Here's what happens when an 18 year old buys a mainframe...
elson at pico-systems.com
Wed Mar 30 12:11:03 CDT 2016
On 03/30/2016 10:51 AM, William Donzelli wrote:
>> Somebody mentioned a house with a collapsed floor. A friend of mine bought
>> two 770/145s and a GE/Intersil memory box. (I bought the other memory box,
>> in 1979 or so, a **MEG** of memory was a big deal!)
> I assume you mean 370/145s/
> Whatever happened to them? In 1979, they
> would have been still usable machines.
Well, the problem with the 370's were peripherals and power.
Although the lower level 370's had integrated channels, you
still needed control units and drives. To do any real work,
you'd need at least a DASD controller and drives and a com
controller. Probably at least a tape controller and one
drive to do backups and load software. That won't fit in
the bedroom of a 2-bedroom house, which was where this thing
Second was the 370s used a motor alternator set to convert
50/60 Hz power to 415 Hz power. To keep compatibility, they
used the same size MG set for a range of machines. So, the
145 had a 17 KVA output alternator with a 20 Hp 208V 3-phase
motor. We tried to build a phase converter to run the motor
off the guy's 60 A 240 V service, but the reactive current
was over 60 A and would blow the main breaker. The main
logic supply for the /145 was 390 A at +1.3 and -3 V, so
about 1.5 KW. We should have just got a bunch of big 5V
switcher supplies and tuned them down to the appropriate
voltage. But, that would have likely cost more than he paid
for the machines, maybe even surplus.
The 145 was not a real high performance machine.
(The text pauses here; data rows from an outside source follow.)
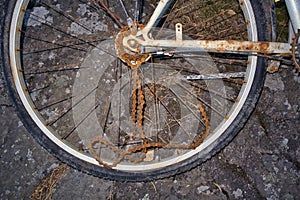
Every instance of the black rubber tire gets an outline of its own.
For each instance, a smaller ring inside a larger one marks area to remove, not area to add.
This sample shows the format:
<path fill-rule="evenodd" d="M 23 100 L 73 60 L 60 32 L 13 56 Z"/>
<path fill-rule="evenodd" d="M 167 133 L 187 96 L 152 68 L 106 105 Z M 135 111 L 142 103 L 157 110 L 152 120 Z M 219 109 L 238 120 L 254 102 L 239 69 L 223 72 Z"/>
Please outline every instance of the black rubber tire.
<path fill-rule="evenodd" d="M 177 163 L 173 166 L 165 167 L 163 169 L 151 171 L 151 172 L 123 172 L 117 170 L 110 170 L 105 167 L 98 167 L 92 164 L 86 163 L 79 160 L 72 155 L 66 153 L 64 150 L 60 149 L 56 144 L 50 141 L 41 130 L 34 124 L 30 116 L 23 107 L 18 93 L 14 87 L 13 77 L 10 71 L 10 59 L 8 52 L 8 37 L 9 37 L 9 27 L 10 19 L 12 17 L 12 12 L 14 9 L 14 4 L 16 0 L 5 0 L 3 3 L 3 10 L 1 10 L 1 65 L 3 67 L 3 72 L 6 80 L 7 90 L 11 101 L 18 113 L 19 118 L 22 120 L 24 126 L 31 133 L 31 135 L 36 139 L 45 149 L 47 149 L 54 156 L 59 158 L 62 162 L 65 162 L 72 167 L 87 172 L 89 174 L 111 180 L 119 181 L 151 181 L 154 179 L 161 179 L 169 177 L 175 174 L 186 172 L 197 165 L 205 162 L 221 149 L 223 149 L 242 129 L 245 125 L 247 119 L 251 115 L 255 104 L 261 93 L 264 77 L 266 73 L 266 59 L 258 59 L 258 67 L 255 74 L 255 80 L 253 87 L 251 88 L 250 94 L 243 106 L 241 112 L 238 114 L 234 123 L 218 138 L 209 148 L 206 148 L 201 154 L 197 154 L 184 162 Z M 272 40 L 272 20 L 270 17 L 271 13 L 271 2 L 265 0 L 251 0 L 250 1 L 255 11 L 255 18 L 257 21 L 258 38 L 260 41 Z M 269 14 L 268 14 L 269 13 Z M 271 27 L 267 28 L 266 27 Z"/>

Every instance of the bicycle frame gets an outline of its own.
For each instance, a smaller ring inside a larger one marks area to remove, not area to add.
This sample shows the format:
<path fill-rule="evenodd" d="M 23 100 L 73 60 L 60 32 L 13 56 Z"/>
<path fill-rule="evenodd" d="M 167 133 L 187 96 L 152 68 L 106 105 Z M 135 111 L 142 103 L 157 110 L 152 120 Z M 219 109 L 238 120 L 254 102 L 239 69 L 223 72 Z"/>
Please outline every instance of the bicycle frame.
<path fill-rule="evenodd" d="M 154 40 L 149 37 L 149 31 L 155 27 L 160 17 L 169 9 L 173 0 L 161 0 L 156 7 L 147 25 L 136 35 L 129 35 L 124 38 L 123 45 L 128 49 L 139 52 L 128 45 L 130 40 L 134 40 L 144 47 L 175 47 L 189 48 L 195 51 L 206 51 L 216 53 L 260 53 L 273 54 L 276 56 L 291 55 L 291 45 L 289 43 L 277 42 L 251 42 L 251 41 L 235 41 L 235 40 L 183 40 L 182 25 L 176 24 L 175 40 Z M 248 0 L 240 0 L 240 5 L 243 9 L 247 9 L 250 5 Z M 290 15 L 290 19 L 295 30 L 295 33 L 300 29 L 300 0 L 286 0 L 286 5 Z M 141 38 L 142 36 L 142 38 Z"/>
<path fill-rule="evenodd" d="M 296 33 L 300 30 L 300 0 L 285 0 L 290 20 Z"/>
Although
the memory was 64 bits+parity wide (for ECC) the main data
path was only 16-bits wide, and the microcode word was
rather vertical, so while 360/50 and 360/65 could execute
simple instructions in about 4 microcode cycles, the /145
took something like 7+. A 32 bit add register to register
was 1.4 us, add memory to register was 2.4 us. Floating
point divide was 28 us (short) or 88 us (long).